In the current state of shock the crash has caused in the industry, the sorry end of FTX can be a teachable moment. “Companies have finally started to grow up.” Posing critical questions is part of this process – yet it’s exactly questions like these stakeholders have failed to ask for fear of being exposed as outsiders or ignoramuses. “Social media and their mechanisms of creating glorified and infallible heroes played an instrumental part in this.”
But how can we avoid disasters like the one that struck FTX in the future? And more specifically, what can customers, investors, and companies do? Strategy expert König has some tips up his sleeve.

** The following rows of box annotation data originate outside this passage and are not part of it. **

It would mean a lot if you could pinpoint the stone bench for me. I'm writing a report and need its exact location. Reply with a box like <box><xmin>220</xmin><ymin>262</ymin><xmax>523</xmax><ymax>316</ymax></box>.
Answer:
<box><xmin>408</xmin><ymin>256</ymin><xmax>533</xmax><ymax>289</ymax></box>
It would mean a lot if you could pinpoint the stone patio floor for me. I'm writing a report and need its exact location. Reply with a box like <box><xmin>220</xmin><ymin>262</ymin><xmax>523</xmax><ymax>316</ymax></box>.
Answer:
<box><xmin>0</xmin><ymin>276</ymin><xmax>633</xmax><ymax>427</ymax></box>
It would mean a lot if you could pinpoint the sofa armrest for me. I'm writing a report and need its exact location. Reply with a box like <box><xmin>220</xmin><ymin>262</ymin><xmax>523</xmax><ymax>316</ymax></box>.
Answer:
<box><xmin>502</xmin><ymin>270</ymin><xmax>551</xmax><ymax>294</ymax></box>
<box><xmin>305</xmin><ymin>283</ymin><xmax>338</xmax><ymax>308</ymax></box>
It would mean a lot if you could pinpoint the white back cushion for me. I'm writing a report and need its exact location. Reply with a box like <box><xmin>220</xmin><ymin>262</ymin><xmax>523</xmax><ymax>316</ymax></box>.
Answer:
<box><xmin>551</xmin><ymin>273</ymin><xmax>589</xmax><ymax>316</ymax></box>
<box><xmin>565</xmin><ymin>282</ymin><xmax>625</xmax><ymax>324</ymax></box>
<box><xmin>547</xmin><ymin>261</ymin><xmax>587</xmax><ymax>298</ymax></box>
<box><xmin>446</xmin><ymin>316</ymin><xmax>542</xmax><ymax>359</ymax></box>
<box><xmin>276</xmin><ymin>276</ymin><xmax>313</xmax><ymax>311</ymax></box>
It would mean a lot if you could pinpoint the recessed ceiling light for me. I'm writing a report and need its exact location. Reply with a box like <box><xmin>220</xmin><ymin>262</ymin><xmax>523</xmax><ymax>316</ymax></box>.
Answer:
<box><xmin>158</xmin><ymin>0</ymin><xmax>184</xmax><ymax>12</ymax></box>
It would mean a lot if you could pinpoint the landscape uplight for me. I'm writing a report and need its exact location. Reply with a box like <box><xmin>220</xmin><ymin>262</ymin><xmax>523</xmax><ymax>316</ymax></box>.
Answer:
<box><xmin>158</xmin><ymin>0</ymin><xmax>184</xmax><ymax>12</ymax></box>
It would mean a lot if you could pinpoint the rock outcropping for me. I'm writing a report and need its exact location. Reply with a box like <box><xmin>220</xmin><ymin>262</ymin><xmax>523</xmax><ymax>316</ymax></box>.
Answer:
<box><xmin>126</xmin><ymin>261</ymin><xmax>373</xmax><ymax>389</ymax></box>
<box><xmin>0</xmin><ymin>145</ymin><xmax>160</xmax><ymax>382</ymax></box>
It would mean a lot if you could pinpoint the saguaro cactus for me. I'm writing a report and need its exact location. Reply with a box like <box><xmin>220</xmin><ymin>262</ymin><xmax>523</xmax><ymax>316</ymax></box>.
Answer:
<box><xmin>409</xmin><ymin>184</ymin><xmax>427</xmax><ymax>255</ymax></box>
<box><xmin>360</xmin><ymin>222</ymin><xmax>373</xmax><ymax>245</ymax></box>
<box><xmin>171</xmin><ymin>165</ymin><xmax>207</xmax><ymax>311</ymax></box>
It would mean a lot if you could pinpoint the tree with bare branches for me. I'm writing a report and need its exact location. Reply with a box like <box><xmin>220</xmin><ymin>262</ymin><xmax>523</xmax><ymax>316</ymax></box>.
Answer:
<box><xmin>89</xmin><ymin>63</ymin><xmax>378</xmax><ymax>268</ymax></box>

Financial literacy is a must if you are looking to invest in a field that is both new to you and new to the world. Customers need to scrutinize the product in order to understand it and the opportunities and risks it harbors. In this specific field, it’s essential to have a sound grasp of cryptocurrencies and the blockchain. If you have a hunch that something sounds too good to be true, you’re probably on the right track. “An aside: financial literacy should be taught from primary school,” König adds.
König has a stern message for investors, including major institutional players: It’s time for them to do their homework. This includes doing their due diligence, which some investors forego for fear of losing their competitive edge. Governance criteria should also play a more important goal: Is there an independent supervisory board? Is there a working management board with all the usual responsibilities? Is there an internal monitoring system? Is the company well equipped to get through longer dry spells? These are just some of the questions investors have to ponder; and in the crypto field, they are often neglected. The industry also needs to become more diverse: at the moment, it’s dominated by men. This ignores that diversity is a major success factor for companies.
Many companies have been wowed by the crypto scene’s strong energy and brashness, which has made them oblivious of the fact that good commercial conduct needs to apply to them as well. “They should look at, for instance, whether their growth story adds up, whether they act in transparent ways, and whether they provide a sustainable benefit compared to their competitors,” König explains. The buzzword of innovation has been overused and should be reexamined: What’s the real benefit for my customers? Do I actually deliver the innovation I keep advertising or is it merely an empty marketing slogan?
König has no doubt that the regulations many call for would not result in any improvements. “The fundamental ideas underlying crypto currencies should not be overregulated but softly steered in the right direction.” FTX’s rise and fall was not due to the lack of regulation but because customers, investors, and the company itself failed – and kept turning a blind eye even after critics started voicing their concerns.
“Cryptocurrencies can have a glorious future if basic business management rules are heeded.” And it’s possible that Europe will forge its own path in this respect. “Austrian companies such as Bitpanda and Coinpanion are generally better equipped for these requirements and have also reacted well to the recent crises,” Michael König points out.